The electrolytes Ca(NO3)2(aq) and NaNO3(aq) are both extremely soluble but differ in several important respects. Ca(NO3)2(aq) has complex behavior at low ionic strengths and forms several thermodynamically stable and metastable solid phases, whereas NaNO3(aq) forms only an anhydrous solid phase. The thermodynamic properties of both have previously been modeled using extended Pitzer ion-interaction models that include higher-order virial terms, in addition to those of the standard Pitzer model. The parameters of the original Pitzer model, however, are often needed for thermodynamic modeling calculations.
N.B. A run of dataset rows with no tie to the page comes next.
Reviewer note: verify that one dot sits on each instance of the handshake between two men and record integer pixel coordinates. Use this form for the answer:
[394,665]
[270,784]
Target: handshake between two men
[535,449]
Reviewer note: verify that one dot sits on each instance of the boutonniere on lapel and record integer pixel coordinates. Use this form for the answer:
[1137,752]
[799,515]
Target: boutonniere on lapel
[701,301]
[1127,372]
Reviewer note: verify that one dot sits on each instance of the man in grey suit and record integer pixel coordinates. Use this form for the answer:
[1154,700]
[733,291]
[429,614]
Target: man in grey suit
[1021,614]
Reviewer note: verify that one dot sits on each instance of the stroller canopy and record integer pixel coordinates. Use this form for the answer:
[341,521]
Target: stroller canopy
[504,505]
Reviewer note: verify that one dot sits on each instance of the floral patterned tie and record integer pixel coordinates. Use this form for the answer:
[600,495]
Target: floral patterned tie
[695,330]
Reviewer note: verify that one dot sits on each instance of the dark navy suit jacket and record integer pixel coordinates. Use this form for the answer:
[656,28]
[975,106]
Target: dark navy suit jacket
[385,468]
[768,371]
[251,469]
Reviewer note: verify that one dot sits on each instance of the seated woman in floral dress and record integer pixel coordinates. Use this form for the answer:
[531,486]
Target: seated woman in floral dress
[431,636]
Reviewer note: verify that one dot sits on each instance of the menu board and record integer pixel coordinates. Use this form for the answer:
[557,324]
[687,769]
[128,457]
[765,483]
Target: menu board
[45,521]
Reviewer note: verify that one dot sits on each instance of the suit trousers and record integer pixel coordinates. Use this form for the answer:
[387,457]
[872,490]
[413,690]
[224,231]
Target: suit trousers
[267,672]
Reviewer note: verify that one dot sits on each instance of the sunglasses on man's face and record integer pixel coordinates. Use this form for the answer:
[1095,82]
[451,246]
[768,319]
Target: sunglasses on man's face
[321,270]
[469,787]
In this paper, we convert the parameters of the extended ion-interaction models for Ca(NO3)2(aq) and NaNO3(aq) to the standard Pitzer model using an extension of the methodology previously described by Rard and Wijesinghe [J. Chem. Thermodyn. 35 (2003) 439-473]. In this variant, the exponential coefficient α1P of Pitzer's model is also optimized to yield the most accurate overall representation of the osmotic coefficients ϕ over the ionic strength and temperature ranges of interest. The optimal values of α1P=0.87kg1/2·mol-1/2 for Ca(NO3)2(aq) and α1P=1.43kg1/2·mol-1/2 for NaNO3(aq) are smaller than the value α1P=2.00kg1/2·mol-1/2 normally used for electrolytes of these valence types. In both cases, the accuracy of the osmotic coefficients predicted by the standard Pitzer model was nearly equal to that of the extended Pitzer model up to the solubility limit for T = (298.15 to 423.15) K. This result is consistent with the findings of Rard, Wijesinghe, and Wolery [J. Chem. Eng. Data 49 (2004) 1127-1140] who obtained a substantial improvement in model accuracy for Mg(NO3)2(aq) at T = 298.15 K by optimizing α1P. The use of a temperature-dependent α1P that is optimal at each temperature did not yield a significant improvement in accuracy over using a constant optimal value. We also investigated the impact of choosing different temperature functions to develop temperature correlations for the Pitzer parameters. Higher-order temperature functions were needed for evaluations with solubility limited maximum ionic strength compared to evaluations performed at constant maximum ionic strength over the temperature range, especially for Ca(NO3)2(aq) because of its more complex thermodynamic behavior. Accurate temperature correlations are presented for both Ca(NO3)2(aq) and NaNO3(aq).